With Hogan as manager that was a significant victory – Tipp's first U-21 title in 15 years from a team laced with future senior players.
It contained Padraic and Patrick 'Bonner' Maher, Michael Cahill and Noel McGrath and, at just 19, corner-forward O'Dwyer was the baby of the side, yet still scored 2-3 against Offaly in the All-Ireland semi-finals
He still had two seasons to go at U-21 level and captained them last summer when they took out Cork and a fancied Limerick, before losing in the Munster final to a talented Clare side, who went on to win the All-Ireland.
O'Dwyer, a natural free-taker, scored 1-25 in those three games, including 1-7 (3fs) against the Banner, to underline his potential.
Eamon O'Shea gave him his senior debut in this year's Waterford Crystal opener against Limerick and his most impressive performance yet was his 1-6 against Galway last Monday, when he was actually a late-replacement for Eoin Kelly.
Hogan recalls O'Dwyer's uncle Joe winning All-Ireland minor and U-21 medals in his own day and while the emerging Killenaule forward is also an accomplished soccer player, he comes from a staunch GAA family.
"We always expected him to go on and make the senior squad, he was just a lot younger than a lot of that 2010 U-21 team," said Hogan, now in his fourth year in charge of the county U-21s.
"Of course one swallow doesn't make a summer and it's very early now to be judging him, he needs to get a lot more senior experience yet."

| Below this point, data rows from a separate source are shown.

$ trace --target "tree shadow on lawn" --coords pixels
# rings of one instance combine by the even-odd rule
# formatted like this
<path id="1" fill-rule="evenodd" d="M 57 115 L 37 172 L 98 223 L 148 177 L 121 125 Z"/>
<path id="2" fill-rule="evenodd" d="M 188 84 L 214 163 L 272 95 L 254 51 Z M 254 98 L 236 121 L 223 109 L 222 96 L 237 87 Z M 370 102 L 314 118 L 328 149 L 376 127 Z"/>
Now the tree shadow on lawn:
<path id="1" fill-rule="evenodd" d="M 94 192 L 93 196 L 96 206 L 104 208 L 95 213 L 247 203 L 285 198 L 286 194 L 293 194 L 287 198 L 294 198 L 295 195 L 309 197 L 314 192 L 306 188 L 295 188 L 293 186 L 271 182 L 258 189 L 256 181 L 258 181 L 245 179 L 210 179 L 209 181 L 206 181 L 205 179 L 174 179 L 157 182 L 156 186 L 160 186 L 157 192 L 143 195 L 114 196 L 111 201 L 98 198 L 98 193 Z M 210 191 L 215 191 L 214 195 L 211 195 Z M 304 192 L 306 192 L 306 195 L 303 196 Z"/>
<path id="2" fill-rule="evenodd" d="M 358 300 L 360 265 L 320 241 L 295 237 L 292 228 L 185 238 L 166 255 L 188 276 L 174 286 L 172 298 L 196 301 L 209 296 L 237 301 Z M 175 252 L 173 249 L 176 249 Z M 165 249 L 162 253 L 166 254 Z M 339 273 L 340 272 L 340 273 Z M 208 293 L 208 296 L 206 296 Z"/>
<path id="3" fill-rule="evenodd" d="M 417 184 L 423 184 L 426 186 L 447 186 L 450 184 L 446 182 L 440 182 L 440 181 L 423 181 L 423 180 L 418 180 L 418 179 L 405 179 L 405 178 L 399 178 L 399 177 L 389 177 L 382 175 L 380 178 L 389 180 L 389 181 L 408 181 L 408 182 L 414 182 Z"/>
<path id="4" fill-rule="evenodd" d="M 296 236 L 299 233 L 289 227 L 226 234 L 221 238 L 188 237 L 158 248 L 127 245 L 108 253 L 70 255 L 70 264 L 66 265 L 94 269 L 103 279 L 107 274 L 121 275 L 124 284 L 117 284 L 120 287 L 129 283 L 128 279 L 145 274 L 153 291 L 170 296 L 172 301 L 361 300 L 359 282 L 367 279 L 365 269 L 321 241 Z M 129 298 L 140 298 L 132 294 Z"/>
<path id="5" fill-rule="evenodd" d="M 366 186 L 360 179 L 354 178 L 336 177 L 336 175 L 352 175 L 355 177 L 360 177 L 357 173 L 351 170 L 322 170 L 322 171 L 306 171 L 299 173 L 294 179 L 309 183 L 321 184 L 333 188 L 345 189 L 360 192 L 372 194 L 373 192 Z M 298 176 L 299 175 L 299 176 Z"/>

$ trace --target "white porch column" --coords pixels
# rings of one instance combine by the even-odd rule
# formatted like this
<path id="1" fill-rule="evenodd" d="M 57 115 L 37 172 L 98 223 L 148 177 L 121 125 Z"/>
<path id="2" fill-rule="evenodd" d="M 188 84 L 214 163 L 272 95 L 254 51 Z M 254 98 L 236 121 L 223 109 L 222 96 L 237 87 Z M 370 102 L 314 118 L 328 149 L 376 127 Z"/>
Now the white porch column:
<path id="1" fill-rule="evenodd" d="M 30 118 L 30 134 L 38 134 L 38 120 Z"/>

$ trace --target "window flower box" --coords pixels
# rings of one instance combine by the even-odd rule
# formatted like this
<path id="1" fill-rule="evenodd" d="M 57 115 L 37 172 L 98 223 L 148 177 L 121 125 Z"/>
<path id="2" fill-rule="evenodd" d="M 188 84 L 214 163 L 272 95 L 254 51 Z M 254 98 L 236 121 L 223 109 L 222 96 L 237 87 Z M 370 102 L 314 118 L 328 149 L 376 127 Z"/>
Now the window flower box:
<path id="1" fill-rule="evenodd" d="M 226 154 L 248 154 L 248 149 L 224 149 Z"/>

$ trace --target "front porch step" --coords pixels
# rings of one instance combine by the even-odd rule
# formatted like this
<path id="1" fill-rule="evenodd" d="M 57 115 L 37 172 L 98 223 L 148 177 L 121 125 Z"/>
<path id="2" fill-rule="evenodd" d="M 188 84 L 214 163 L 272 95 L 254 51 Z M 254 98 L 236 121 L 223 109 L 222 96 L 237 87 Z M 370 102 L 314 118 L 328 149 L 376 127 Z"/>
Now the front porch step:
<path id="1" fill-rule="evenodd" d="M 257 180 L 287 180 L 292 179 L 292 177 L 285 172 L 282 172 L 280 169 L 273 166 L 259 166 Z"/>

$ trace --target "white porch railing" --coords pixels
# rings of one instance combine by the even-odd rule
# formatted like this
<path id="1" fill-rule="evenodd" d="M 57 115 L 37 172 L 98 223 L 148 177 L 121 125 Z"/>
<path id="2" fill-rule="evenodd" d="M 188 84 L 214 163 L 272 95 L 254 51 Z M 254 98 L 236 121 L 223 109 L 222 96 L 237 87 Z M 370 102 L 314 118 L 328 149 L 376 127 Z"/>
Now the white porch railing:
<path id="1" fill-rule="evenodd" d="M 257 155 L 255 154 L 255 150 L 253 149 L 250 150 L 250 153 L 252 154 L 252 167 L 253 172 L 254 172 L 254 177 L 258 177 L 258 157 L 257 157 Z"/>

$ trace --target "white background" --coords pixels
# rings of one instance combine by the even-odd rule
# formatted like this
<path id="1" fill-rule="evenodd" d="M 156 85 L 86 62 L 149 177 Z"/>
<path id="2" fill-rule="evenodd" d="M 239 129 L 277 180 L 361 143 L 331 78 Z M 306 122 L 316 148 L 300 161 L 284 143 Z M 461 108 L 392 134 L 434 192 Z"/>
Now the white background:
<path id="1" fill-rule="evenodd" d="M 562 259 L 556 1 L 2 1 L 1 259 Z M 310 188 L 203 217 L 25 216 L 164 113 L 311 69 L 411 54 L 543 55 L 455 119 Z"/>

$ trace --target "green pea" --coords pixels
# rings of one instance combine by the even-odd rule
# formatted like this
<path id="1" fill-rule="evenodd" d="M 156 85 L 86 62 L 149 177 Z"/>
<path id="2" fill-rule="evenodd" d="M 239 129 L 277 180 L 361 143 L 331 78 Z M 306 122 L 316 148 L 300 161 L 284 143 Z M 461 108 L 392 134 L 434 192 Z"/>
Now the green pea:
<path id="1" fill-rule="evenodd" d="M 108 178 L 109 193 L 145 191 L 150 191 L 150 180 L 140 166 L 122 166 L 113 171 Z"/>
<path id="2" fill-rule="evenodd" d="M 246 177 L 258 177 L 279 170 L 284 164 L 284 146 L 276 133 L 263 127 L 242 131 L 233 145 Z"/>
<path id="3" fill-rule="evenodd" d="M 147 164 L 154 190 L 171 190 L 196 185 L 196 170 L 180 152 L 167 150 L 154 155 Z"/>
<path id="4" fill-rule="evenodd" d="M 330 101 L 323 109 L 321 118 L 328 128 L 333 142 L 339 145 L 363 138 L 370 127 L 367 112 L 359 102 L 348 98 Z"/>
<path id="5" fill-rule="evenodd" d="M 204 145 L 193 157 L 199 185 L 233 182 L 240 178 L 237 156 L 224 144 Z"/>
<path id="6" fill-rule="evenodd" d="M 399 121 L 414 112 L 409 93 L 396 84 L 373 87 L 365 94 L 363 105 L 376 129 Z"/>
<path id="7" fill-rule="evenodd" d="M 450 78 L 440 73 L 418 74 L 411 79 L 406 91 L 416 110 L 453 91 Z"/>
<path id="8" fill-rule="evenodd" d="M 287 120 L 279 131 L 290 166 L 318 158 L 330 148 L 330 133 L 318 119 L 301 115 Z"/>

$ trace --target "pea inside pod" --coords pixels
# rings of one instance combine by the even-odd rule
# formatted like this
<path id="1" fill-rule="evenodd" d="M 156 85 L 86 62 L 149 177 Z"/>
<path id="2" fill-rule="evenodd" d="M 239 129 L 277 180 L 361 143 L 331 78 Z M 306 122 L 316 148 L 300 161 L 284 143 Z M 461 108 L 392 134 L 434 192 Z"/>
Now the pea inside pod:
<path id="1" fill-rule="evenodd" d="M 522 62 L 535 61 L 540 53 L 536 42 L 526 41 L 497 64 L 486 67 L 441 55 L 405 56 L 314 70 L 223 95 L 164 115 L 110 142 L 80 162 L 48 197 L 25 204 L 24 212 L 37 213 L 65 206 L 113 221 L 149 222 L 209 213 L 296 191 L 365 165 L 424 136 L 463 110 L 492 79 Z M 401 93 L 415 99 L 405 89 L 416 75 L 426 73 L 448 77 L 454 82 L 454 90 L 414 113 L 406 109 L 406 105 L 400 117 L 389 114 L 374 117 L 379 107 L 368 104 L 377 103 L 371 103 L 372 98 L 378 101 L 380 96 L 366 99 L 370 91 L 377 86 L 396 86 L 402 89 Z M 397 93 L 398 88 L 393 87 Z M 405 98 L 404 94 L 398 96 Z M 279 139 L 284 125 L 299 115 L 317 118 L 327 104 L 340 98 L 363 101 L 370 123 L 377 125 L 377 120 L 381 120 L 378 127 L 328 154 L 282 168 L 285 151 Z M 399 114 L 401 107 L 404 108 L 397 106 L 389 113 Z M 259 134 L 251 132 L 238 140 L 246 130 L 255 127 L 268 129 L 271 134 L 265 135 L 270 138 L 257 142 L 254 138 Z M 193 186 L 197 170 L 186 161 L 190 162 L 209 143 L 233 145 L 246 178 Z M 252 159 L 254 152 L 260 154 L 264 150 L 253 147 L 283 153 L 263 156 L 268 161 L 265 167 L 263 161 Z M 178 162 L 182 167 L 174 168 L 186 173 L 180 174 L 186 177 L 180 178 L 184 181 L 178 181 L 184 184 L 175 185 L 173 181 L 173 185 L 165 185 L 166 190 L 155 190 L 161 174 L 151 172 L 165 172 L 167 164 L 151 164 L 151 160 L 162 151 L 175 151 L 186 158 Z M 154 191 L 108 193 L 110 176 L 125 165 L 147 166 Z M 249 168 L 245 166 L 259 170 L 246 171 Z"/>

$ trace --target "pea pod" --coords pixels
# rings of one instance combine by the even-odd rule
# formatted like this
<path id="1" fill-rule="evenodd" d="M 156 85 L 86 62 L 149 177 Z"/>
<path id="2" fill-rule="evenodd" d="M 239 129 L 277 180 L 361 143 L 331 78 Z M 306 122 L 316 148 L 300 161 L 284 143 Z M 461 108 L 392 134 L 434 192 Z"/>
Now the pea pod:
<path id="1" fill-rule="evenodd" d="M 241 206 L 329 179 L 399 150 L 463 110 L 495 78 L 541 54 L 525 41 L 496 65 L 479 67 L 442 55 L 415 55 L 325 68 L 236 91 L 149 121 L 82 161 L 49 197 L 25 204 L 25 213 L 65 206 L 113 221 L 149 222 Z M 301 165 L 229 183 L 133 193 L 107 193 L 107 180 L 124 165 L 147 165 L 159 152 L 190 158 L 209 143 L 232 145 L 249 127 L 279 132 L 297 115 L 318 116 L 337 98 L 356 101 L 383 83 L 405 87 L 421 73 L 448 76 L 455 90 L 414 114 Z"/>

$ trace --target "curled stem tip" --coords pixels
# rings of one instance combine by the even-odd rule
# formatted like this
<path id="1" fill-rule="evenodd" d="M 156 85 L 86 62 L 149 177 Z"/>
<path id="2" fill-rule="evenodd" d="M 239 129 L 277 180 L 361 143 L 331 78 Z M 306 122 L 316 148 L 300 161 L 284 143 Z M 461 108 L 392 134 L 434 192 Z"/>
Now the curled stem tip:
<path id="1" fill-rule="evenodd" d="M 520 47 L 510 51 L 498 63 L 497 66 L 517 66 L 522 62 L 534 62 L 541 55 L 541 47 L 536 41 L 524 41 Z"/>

But Hogan is already encouraged that new manager Eamon O'Shea is giving youth its fling.
"Every team needs fresh impetus to keep the older players on their toes. Kilkenny, Galway and Clare always introduce a few new players every season at least and it is encouraging that Eamon is willing to try out young fellas," he said.
Jason Forde is another, a 19-year-old who did his Leaving last summer and has got a look-in in this year's league.
Many of Tipperary's current senior stars came out of their 2006 and 2007 All-Ireland-winning minor team (who fed into that 2010 U-21 side). And Hogan believes last summer's All-Ireland minor title – with many of the players who won a historic football minor a year earlier – is further encouragement that there's a healthy stream of players coming through to keep the pressure on the current crop.
"When we do well the hype is way too high and when we do badly the despondency is just as dramatic. Thankfully, things have settled down now again," Hogan intoned, after that early league routing inflicted by Cork.
Impressive defeats of Kilkenny and Galway have quelled the panic and Tipperary now visit Waterford, a county whose support also tends to vacillate just as dramatically.
This time last year, Michael Ryan's early tenure was under a severe threat yet Waterford regrouped and avoided relegation.
They've beaten Clare, drawn with Cork and lost to Kilkenny and, like Tipperary, Ryan's challenge is similar; trying to find the right blend of youth and experience, with Jake Dillon among the young players trying to claim a regular jersey this season.